I have $\theta (t)$ and $\phi (t)$ and I have to find:

$$\frac {d}{dt}\left(\frac{\partial \cos(\theta - \phi)\dot \theta \dot\phi}{\partial \dot\theta}\right)$$

Why the correct result is

$$\cos(\theta-\phi)\ddot \phi+\sin(\theta-\phi)\dot \phi^2$$

$$-\sin(\theta-\phi)(\dot \theta-\dot\phi)\dot\phi+\cos(\theta-\phi)\ddot\phi$$

Thanks for any help!

• What should $\frac{\partial \cos(\theta - \phi)}{\partial \dot\theta}$ mean? – Fabian Jan 7 '13 at 9:43
• @Fabian partial derivative of $\cos(\theta-\phi)$ with respect to $\dot \theta$ – sunrise Jan 7 '13 at 9:55
• @Fabian I'm sorry, I made a mistake in typing and now I have just updated the question! – sunrise Jan 7 '13 at 10:02

First calculate the derivative with respect to $\dot\theta$ (treating $\theta$, $\phi$ and $\dot\phi$ as independent variables) $$\frac{\partial \cos(\theta - \phi)\dot \theta \dot\phi}{\partial \dot\theta} =\cos(\theta - \phi) \dot\phi.$$
Next, we take the derivative with respect to time.

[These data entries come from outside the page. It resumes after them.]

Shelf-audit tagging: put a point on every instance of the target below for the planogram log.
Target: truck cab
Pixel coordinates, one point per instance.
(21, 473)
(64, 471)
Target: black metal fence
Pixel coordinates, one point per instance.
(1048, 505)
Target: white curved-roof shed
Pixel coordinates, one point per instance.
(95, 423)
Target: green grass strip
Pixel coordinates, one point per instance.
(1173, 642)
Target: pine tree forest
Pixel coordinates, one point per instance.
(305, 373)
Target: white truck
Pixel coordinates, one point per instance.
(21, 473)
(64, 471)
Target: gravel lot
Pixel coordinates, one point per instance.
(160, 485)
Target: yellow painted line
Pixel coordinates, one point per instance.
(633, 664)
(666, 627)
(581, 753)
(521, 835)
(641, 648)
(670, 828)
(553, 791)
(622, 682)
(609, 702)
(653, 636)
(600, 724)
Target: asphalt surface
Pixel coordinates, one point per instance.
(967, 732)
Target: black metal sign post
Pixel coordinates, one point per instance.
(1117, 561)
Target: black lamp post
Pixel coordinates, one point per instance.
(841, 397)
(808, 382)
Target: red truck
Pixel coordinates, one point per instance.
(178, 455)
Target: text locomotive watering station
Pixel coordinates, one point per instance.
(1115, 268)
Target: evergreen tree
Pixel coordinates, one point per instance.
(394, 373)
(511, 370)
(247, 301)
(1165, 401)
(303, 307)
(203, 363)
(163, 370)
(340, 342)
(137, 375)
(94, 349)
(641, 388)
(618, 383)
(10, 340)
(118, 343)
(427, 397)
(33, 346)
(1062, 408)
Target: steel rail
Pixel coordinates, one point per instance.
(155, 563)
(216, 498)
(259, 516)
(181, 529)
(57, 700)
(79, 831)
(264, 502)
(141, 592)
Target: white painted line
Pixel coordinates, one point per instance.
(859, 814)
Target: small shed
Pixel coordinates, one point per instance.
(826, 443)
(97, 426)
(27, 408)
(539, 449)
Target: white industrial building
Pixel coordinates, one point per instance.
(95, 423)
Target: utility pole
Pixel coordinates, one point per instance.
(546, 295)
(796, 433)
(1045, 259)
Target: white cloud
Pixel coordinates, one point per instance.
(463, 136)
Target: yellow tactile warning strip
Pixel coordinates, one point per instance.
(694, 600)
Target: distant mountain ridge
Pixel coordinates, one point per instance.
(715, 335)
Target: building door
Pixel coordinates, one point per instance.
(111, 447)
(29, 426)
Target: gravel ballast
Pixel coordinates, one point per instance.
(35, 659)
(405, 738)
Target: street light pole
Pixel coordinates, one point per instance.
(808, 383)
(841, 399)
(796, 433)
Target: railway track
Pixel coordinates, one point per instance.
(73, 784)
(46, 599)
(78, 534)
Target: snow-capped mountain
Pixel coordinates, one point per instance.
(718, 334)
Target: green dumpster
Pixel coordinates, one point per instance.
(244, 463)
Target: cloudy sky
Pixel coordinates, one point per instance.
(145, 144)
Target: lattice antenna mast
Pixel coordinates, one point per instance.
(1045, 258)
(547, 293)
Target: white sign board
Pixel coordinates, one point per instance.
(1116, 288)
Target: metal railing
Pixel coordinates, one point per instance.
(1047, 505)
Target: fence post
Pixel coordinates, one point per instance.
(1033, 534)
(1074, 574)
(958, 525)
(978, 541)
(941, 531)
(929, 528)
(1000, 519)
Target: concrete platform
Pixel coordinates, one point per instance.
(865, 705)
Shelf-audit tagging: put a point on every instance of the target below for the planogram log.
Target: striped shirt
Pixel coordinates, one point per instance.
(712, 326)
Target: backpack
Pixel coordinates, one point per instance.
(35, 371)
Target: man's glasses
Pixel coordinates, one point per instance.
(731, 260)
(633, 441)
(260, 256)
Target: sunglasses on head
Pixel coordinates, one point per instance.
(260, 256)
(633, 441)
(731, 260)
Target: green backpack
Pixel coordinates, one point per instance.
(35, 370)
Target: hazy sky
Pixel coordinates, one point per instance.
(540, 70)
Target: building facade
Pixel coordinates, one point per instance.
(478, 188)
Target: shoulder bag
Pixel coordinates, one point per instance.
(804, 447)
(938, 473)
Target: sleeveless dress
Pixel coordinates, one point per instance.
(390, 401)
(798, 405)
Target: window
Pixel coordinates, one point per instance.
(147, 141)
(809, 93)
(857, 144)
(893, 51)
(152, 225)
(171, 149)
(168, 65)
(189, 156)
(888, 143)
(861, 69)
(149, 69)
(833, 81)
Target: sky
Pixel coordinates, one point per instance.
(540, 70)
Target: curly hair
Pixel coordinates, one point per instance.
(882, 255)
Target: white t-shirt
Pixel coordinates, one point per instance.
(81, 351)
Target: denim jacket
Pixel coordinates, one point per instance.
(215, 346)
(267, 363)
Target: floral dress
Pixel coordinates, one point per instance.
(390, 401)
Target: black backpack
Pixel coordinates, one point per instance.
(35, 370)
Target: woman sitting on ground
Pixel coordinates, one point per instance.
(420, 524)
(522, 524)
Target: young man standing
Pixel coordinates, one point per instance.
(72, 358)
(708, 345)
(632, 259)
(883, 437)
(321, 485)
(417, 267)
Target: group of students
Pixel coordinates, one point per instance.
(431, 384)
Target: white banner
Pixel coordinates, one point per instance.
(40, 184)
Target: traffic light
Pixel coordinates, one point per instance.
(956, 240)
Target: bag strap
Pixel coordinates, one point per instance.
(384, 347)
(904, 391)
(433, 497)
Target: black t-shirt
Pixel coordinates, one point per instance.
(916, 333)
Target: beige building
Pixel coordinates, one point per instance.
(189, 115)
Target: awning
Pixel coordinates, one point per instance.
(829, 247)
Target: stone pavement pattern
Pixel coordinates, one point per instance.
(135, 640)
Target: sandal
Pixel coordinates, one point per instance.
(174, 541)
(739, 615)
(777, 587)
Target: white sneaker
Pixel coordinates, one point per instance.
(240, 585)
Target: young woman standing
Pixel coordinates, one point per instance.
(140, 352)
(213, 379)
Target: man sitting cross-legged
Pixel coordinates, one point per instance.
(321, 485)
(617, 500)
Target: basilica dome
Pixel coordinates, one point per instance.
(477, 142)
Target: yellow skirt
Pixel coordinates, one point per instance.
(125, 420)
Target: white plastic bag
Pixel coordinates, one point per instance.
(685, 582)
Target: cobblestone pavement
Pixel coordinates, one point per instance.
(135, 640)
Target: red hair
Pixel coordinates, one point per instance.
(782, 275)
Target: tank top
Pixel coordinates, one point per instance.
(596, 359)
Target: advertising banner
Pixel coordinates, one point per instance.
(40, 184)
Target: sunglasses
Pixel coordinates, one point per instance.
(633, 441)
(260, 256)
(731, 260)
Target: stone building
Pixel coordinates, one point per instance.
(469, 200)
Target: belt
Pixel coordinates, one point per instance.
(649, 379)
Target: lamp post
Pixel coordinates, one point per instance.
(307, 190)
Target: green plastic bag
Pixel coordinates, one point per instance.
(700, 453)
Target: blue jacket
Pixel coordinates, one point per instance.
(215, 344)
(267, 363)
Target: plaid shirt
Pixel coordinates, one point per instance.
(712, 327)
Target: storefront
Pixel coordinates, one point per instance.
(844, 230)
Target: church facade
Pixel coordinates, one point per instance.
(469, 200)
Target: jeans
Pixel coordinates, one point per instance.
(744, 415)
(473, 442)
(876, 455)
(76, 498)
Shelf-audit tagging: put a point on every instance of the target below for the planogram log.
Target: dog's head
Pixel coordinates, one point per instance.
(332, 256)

Here, you should use the chain rule which states that $$\frac{d}{dt} f(\theta,\phi,\dot \theta, \dot \phi) =(\partial_\theta f)\dot \theta+ (\partial_\phi f)\dot \phi + =(\partial_{\dot\theta} f)\ddot \theta+ (\partial_{\dot\phi} f)\ddot \phi.$$ Thus, we obtain $$\frac{d}{dt} \cos(\theta - \phi) \dot\phi = \sin(\phi-\theta) \dot\phi (\dot\theta -\dot \phi) + \cos(\theta -\phi) \ddot\phi$$ so your result is correct... Only when $\dot \theta=0$, the other result is obtained.